Second sort of problem is the network is fundamentally are sort of compatibility layer what let's our mainframe talk to our metal, talk to our VM, talk to our container, talk to our serverless function is that they all speak TCP IP. The network is the compatibility layer and so as you look at service mesh technologies, you need it to also be a compatibility layer. So a challenge is how do I make sure that my modern containerized application is still able to talk back to my main frame because if it's not able to, we end up creating these silos on the network where our different services can no longer communicate breaking what the network has always given us, which is compatibility between different technologies, different operating systems and different languages. So that sort of compatibility is key. 

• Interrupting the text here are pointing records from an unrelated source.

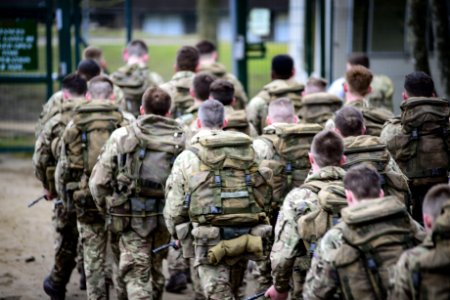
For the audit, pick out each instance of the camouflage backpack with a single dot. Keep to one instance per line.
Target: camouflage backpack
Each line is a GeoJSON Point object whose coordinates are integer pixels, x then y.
{"type": "Point", "coordinates": [365, 149]}
{"type": "Point", "coordinates": [422, 149]}
{"type": "Point", "coordinates": [230, 189]}
{"type": "Point", "coordinates": [375, 233]}
{"type": "Point", "coordinates": [144, 162]}
{"type": "Point", "coordinates": [430, 276]}
{"type": "Point", "coordinates": [315, 224]}
{"type": "Point", "coordinates": [319, 107]}
{"type": "Point", "coordinates": [291, 165]}
{"type": "Point", "coordinates": [133, 80]}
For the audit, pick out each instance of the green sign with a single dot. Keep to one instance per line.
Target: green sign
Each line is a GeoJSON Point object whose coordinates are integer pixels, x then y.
{"type": "Point", "coordinates": [18, 45]}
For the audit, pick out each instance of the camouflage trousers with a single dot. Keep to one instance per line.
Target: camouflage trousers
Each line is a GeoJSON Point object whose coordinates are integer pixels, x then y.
{"type": "Point", "coordinates": [66, 241]}
{"type": "Point", "coordinates": [222, 281]}
{"type": "Point", "coordinates": [140, 269]}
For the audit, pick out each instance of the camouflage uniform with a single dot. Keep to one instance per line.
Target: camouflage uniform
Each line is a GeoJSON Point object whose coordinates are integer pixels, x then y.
{"type": "Point", "coordinates": [321, 280]}
{"type": "Point", "coordinates": [219, 71]}
{"type": "Point", "coordinates": [139, 268]}
{"type": "Point", "coordinates": [288, 252]}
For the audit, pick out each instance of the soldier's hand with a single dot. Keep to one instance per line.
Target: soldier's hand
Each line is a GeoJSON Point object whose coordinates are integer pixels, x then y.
{"type": "Point", "coordinates": [273, 294]}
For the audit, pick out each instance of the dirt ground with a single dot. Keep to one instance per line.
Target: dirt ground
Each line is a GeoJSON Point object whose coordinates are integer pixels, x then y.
{"type": "Point", "coordinates": [26, 236]}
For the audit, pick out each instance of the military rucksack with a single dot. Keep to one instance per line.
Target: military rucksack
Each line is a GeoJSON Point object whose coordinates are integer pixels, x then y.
{"type": "Point", "coordinates": [422, 149]}
{"type": "Point", "coordinates": [369, 150]}
{"type": "Point", "coordinates": [315, 224]}
{"type": "Point", "coordinates": [430, 276]}
{"type": "Point", "coordinates": [230, 189]}
{"type": "Point", "coordinates": [291, 165]}
{"type": "Point", "coordinates": [319, 107]}
{"type": "Point", "coordinates": [145, 160]}
{"type": "Point", "coordinates": [375, 233]}
{"type": "Point", "coordinates": [133, 80]}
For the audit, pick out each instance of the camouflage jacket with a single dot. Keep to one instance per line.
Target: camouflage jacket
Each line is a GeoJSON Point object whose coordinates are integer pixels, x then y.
{"type": "Point", "coordinates": [219, 71]}
{"type": "Point", "coordinates": [288, 245]}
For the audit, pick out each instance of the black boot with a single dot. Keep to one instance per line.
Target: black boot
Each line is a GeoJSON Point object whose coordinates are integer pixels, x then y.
{"type": "Point", "coordinates": [55, 292]}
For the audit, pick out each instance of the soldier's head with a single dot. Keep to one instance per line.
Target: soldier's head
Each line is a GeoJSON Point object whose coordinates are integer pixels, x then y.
{"type": "Point", "coordinates": [207, 51]}
{"type": "Point", "coordinates": [282, 67]}
{"type": "Point", "coordinates": [96, 54]}
{"type": "Point", "coordinates": [155, 101]}
{"type": "Point", "coordinates": [315, 85]}
{"type": "Point", "coordinates": [433, 203]}
{"type": "Point", "coordinates": [281, 110]}
{"type": "Point", "coordinates": [327, 149]}
{"type": "Point", "coordinates": [88, 69]}
{"type": "Point", "coordinates": [357, 81]}
{"type": "Point", "coordinates": [211, 115]}
{"type": "Point", "coordinates": [136, 52]}
{"type": "Point", "coordinates": [200, 86]}
{"type": "Point", "coordinates": [100, 87]}
{"type": "Point", "coordinates": [362, 182]}
{"type": "Point", "coordinates": [73, 86]}
{"type": "Point", "coordinates": [349, 121]}
{"type": "Point", "coordinates": [222, 91]}
{"type": "Point", "coordinates": [418, 84]}
{"type": "Point", "coordinates": [187, 59]}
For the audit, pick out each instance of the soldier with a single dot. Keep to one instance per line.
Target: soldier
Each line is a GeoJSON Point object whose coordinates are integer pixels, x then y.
{"type": "Point", "coordinates": [283, 85]}
{"type": "Point", "coordinates": [93, 121]}
{"type": "Point", "coordinates": [47, 152]}
{"type": "Point", "coordinates": [382, 86]}
{"type": "Point", "coordinates": [208, 63]}
{"type": "Point", "coordinates": [179, 86]}
{"type": "Point", "coordinates": [134, 78]}
{"type": "Point", "coordinates": [422, 272]}
{"type": "Point", "coordinates": [215, 189]}
{"type": "Point", "coordinates": [355, 256]}
{"type": "Point", "coordinates": [366, 149]}
{"type": "Point", "coordinates": [127, 184]}
{"type": "Point", "coordinates": [288, 251]}
{"type": "Point", "coordinates": [421, 148]}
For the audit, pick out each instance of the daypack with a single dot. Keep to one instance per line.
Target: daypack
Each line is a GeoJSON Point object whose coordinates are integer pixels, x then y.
{"type": "Point", "coordinates": [133, 80]}
{"type": "Point", "coordinates": [315, 224]}
{"type": "Point", "coordinates": [430, 275]}
{"type": "Point", "coordinates": [375, 233]}
{"type": "Point", "coordinates": [145, 160]}
{"type": "Point", "coordinates": [291, 165]}
{"type": "Point", "coordinates": [230, 189]}
{"type": "Point", "coordinates": [369, 150]}
{"type": "Point", "coordinates": [319, 107]}
{"type": "Point", "coordinates": [422, 149]}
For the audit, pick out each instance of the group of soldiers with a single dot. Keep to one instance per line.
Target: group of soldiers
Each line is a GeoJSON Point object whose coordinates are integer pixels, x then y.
{"type": "Point", "coordinates": [316, 194]}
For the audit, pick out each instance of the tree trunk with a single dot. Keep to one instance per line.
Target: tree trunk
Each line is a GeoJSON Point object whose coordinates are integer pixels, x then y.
{"type": "Point", "coordinates": [442, 35]}
{"type": "Point", "coordinates": [208, 18]}
{"type": "Point", "coordinates": [418, 25]}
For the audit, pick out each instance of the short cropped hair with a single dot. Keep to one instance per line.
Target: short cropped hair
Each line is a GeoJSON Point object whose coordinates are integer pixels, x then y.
{"type": "Point", "coordinates": [282, 110]}
{"type": "Point", "coordinates": [201, 84]}
{"type": "Point", "coordinates": [101, 87]}
{"type": "Point", "coordinates": [223, 91]}
{"type": "Point", "coordinates": [156, 101]}
{"type": "Point", "coordinates": [75, 84]}
{"type": "Point", "coordinates": [282, 66]}
{"type": "Point", "coordinates": [349, 121]}
{"type": "Point", "coordinates": [88, 69]}
{"type": "Point", "coordinates": [419, 84]}
{"type": "Point", "coordinates": [359, 59]}
{"type": "Point", "coordinates": [205, 47]}
{"type": "Point", "coordinates": [187, 59]}
{"type": "Point", "coordinates": [358, 79]}
{"type": "Point", "coordinates": [363, 181]}
{"type": "Point", "coordinates": [137, 48]}
{"type": "Point", "coordinates": [435, 199]}
{"type": "Point", "coordinates": [211, 114]}
{"type": "Point", "coordinates": [327, 148]}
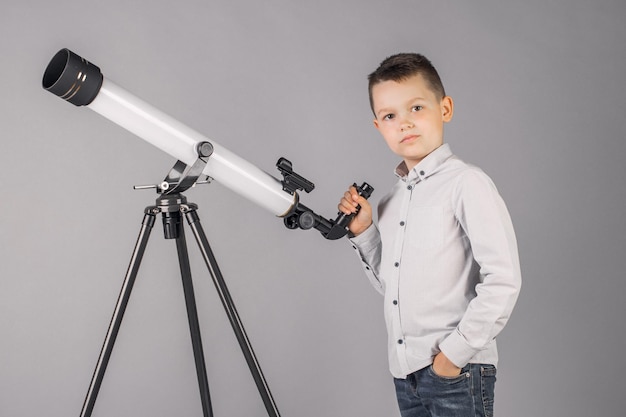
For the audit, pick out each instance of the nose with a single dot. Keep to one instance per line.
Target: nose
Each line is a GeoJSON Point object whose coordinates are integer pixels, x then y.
{"type": "Point", "coordinates": [406, 125]}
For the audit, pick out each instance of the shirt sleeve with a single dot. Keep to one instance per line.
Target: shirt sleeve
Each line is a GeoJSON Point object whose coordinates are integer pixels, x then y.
{"type": "Point", "coordinates": [485, 220]}
{"type": "Point", "coordinates": [368, 247]}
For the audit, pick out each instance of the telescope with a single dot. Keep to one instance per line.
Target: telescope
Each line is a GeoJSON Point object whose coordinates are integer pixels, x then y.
{"type": "Point", "coordinates": [81, 83]}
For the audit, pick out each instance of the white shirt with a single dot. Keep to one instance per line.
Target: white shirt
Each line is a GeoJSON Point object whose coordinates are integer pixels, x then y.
{"type": "Point", "coordinates": [444, 256]}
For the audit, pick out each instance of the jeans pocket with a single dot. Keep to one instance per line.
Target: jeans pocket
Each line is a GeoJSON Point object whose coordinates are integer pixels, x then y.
{"type": "Point", "coordinates": [487, 385]}
{"type": "Point", "coordinates": [447, 379]}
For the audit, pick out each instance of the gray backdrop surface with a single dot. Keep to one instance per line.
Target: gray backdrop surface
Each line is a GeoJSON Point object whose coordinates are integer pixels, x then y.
{"type": "Point", "coordinates": [539, 91]}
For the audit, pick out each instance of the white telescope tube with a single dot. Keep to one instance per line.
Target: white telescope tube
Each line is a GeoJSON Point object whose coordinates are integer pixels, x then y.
{"type": "Point", "coordinates": [81, 83]}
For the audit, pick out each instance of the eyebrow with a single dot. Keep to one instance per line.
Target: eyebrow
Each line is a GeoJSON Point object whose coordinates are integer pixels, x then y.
{"type": "Point", "coordinates": [387, 110]}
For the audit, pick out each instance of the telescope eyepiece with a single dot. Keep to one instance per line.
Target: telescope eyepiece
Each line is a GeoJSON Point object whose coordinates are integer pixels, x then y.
{"type": "Point", "coordinates": [72, 78]}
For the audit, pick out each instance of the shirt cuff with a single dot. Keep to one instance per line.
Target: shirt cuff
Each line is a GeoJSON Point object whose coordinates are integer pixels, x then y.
{"type": "Point", "coordinates": [456, 348]}
{"type": "Point", "coordinates": [368, 240]}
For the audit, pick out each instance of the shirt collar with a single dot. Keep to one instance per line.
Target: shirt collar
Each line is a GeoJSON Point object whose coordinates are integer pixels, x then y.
{"type": "Point", "coordinates": [426, 166]}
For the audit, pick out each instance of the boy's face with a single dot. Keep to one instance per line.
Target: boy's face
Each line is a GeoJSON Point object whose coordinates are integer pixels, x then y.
{"type": "Point", "coordinates": [410, 117]}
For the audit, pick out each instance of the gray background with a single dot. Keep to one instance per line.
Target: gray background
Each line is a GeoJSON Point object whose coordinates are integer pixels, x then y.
{"type": "Point", "coordinates": [539, 93]}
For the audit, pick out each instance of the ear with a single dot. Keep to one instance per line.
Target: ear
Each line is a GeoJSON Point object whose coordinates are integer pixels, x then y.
{"type": "Point", "coordinates": [447, 108]}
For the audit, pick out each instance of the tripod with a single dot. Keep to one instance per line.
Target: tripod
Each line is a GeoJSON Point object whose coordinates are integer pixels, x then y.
{"type": "Point", "coordinates": [173, 206]}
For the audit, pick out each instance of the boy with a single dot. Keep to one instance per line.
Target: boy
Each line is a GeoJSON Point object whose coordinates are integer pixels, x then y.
{"type": "Point", "coordinates": [443, 254]}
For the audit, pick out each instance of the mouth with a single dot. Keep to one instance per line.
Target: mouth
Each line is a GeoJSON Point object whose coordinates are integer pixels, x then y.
{"type": "Point", "coordinates": [409, 138]}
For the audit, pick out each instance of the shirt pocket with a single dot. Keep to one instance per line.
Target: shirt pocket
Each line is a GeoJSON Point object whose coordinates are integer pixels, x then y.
{"type": "Point", "coordinates": [424, 228]}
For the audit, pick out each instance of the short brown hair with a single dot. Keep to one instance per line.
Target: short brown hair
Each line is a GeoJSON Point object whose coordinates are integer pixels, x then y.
{"type": "Point", "coordinates": [402, 66]}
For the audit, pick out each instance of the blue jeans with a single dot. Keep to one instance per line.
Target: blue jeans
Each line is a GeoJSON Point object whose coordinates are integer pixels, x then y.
{"type": "Point", "coordinates": [426, 394]}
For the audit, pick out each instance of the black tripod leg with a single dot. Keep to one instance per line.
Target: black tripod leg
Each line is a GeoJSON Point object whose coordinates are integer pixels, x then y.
{"type": "Point", "coordinates": [118, 314]}
{"type": "Point", "coordinates": [194, 325]}
{"type": "Point", "coordinates": [233, 316]}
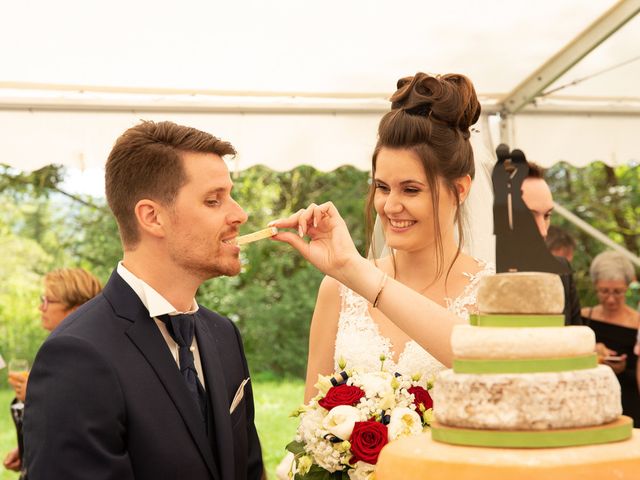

The other thing that's important is how much to our applications have to be aware or be retooled to make use of this technology, right? So particularly if we have thousands of applications some of which speaking custom protocols some of which you know, we don't control the source code to that might be on the shelf. How do we actually make sure they can fit into this environment? And so what's important to understand is does the surface mesh give me just level 4 capability, right, which is where we really focus on is that level 3 level 4 to make sure that we get compatibility across every type of protocol. So we don't have to be protocol aware to be able to proxy the traffic, secure it, authenticate and authorize it but as we look further up to level 7 for protocols that we are aware of can we do things like traffic shaping and more intelligent sort of traffic management at that layer, but what we don't want is only a level 7 awareness where now it's impossible to use protocols that we're not level 7 aware of, this creates a compatibility problem once again.

The final thing we want to consider is what does the operation of the system look like right? We're starting to put these kind of things at the core of our networks. So taking an outage of these types of systems will impact all of the systems running on top of it, right potentially our entire data center. So we want to make sure these are items that are easy to scale but easy to make sure that they run reliably in our 24 by 7 available. So that's how we think about what are the requirements as an organization evaluates different service mesh technologies.